Culture Minister tells businesses 'prior consent' from consumers may not be needed to download cookies to their computers
An astonishing reinterpretation of a revised privacy law by Culture Minister Ed Vaizey has angered privacy groups.
In an open letter to businesses published earlier this week, Vaizey said that companies should not be forced to obtain consent before downloading cookies onto people's PCs.
He said that the word "prior" does not appear in Article 5(3) of the Privacy and Electronic Communications Regulations (PECR), the clause dealing with cookies.
Vaizey said in the letter this meant that "there is no indication in the definition as to when that consent may be given, and so it is possible that consent may be given after or during processing".

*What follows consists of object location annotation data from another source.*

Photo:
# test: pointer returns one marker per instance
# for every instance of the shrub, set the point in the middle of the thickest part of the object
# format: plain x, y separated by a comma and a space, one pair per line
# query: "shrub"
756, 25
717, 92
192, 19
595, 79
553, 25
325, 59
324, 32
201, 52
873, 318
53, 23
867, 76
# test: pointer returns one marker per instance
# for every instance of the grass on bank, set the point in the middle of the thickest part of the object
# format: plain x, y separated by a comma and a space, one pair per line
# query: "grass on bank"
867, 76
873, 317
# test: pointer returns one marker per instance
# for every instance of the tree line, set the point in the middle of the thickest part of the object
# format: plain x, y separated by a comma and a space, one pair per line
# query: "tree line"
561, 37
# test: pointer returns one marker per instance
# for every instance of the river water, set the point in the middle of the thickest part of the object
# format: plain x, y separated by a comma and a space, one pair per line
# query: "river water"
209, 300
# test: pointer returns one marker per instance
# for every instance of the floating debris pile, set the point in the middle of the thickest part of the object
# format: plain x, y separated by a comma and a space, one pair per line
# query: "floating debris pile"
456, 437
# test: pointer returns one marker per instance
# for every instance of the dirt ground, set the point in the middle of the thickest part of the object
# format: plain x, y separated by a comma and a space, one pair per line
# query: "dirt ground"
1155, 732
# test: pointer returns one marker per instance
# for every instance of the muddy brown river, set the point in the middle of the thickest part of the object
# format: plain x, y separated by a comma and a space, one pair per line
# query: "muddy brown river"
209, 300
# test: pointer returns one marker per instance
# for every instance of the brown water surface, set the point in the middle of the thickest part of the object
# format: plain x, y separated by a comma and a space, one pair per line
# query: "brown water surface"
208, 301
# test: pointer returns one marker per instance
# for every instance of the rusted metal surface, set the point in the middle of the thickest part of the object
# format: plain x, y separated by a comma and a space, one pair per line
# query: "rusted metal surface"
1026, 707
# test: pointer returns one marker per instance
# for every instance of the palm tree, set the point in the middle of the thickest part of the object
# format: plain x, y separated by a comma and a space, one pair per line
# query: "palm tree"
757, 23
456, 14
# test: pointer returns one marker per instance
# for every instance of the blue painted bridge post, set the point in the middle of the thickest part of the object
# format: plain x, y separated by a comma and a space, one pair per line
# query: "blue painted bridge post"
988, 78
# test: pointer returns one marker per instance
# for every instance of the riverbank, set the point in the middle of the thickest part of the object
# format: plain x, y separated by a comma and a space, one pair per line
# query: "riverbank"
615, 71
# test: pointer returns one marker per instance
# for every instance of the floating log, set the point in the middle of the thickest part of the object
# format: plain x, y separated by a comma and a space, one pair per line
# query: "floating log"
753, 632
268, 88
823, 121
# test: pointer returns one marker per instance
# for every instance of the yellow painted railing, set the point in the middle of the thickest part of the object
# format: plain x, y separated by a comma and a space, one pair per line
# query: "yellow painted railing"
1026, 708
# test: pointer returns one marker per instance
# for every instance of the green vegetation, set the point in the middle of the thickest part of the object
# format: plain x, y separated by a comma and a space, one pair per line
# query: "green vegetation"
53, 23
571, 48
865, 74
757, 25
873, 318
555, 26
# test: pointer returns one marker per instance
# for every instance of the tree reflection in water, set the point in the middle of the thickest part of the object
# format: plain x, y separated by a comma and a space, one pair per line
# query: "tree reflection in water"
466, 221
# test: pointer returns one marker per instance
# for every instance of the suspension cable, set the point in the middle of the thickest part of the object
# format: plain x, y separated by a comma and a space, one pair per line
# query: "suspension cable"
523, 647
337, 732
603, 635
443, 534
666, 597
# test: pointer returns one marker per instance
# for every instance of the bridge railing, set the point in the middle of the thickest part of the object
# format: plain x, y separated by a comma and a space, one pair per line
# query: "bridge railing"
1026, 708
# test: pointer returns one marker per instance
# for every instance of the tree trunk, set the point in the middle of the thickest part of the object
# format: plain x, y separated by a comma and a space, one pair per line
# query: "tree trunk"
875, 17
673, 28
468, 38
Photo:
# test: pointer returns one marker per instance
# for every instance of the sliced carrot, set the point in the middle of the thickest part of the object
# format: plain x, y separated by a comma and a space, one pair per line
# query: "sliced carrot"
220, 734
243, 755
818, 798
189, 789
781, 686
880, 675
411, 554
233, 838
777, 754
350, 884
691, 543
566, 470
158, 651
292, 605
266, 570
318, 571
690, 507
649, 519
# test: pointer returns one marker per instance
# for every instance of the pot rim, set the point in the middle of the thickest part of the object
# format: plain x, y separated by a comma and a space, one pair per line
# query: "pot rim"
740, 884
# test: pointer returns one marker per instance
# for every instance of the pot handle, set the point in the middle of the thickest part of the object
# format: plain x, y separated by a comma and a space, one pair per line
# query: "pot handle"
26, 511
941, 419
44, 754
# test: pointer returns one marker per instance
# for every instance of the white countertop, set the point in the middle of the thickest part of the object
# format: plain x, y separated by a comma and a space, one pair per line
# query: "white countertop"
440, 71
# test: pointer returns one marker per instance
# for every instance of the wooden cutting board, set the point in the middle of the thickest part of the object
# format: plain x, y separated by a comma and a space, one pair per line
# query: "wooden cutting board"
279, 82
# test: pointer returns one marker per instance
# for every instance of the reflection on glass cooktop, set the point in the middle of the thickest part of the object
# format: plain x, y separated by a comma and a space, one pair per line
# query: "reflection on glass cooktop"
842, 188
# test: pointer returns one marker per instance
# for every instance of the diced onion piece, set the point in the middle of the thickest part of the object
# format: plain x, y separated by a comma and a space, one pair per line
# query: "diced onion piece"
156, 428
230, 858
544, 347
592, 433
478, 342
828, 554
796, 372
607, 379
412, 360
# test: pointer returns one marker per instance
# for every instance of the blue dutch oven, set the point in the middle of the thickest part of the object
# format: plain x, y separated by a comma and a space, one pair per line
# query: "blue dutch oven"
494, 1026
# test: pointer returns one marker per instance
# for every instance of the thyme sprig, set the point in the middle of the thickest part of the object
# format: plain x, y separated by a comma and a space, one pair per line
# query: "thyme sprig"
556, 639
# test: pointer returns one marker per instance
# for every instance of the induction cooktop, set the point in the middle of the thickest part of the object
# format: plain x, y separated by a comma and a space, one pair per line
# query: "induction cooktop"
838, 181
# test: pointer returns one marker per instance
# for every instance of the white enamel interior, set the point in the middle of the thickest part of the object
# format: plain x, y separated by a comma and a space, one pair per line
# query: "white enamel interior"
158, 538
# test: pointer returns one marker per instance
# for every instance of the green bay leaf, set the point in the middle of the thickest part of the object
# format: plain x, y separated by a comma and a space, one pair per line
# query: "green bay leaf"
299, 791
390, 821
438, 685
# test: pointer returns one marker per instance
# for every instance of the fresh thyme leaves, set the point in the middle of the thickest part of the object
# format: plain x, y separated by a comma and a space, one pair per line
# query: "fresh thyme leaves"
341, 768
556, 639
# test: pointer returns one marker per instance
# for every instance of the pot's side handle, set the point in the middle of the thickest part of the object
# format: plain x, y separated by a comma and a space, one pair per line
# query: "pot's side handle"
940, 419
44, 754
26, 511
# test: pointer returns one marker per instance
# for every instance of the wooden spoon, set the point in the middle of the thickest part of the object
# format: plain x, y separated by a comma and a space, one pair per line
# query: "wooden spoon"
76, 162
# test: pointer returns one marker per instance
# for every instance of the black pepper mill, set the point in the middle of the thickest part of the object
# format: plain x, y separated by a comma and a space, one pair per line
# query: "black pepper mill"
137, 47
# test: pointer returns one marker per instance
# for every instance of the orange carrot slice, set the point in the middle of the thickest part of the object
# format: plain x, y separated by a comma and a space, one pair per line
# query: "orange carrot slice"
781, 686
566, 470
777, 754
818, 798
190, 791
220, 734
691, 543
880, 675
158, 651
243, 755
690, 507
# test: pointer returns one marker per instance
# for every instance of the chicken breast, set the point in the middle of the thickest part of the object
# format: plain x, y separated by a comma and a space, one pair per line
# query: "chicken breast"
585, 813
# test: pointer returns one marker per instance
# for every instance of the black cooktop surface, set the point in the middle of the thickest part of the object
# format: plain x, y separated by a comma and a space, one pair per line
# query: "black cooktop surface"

The Information Commissioner's Office has now given companies and organisations 12 months in which to comply with the amendments to PECR.
We contacted Alex Hanff of Privacy International after the letter had disappeared from the web and he said Vaizey's interpretation was a "total farce".
Although the letter is now available online again after we contacted the Department for Culture Media and Sport, the privacy activist told Computeractive that: "Vaizey is putting two fingers up at the law. He has interfered with the work of the ICO (Information Commissioner's Office) by getting it to delay implementation of the law."
Hanff went on to say that next week he will file a Freedom of Information request to find out what has been discussed at meetings Vaizey has held with browser developers, other companies and advertisers.
He will also file three complaints with the European Commission for "for conspiring to bypass European Directives, inciting business to ignore UK law and interfering with an independent regulator."
Jim Killock of the Open Rights Group said Vaizey's comments showed that the Government was siding with advertisers by saying it wasn't always "practical to obtain consent before processing".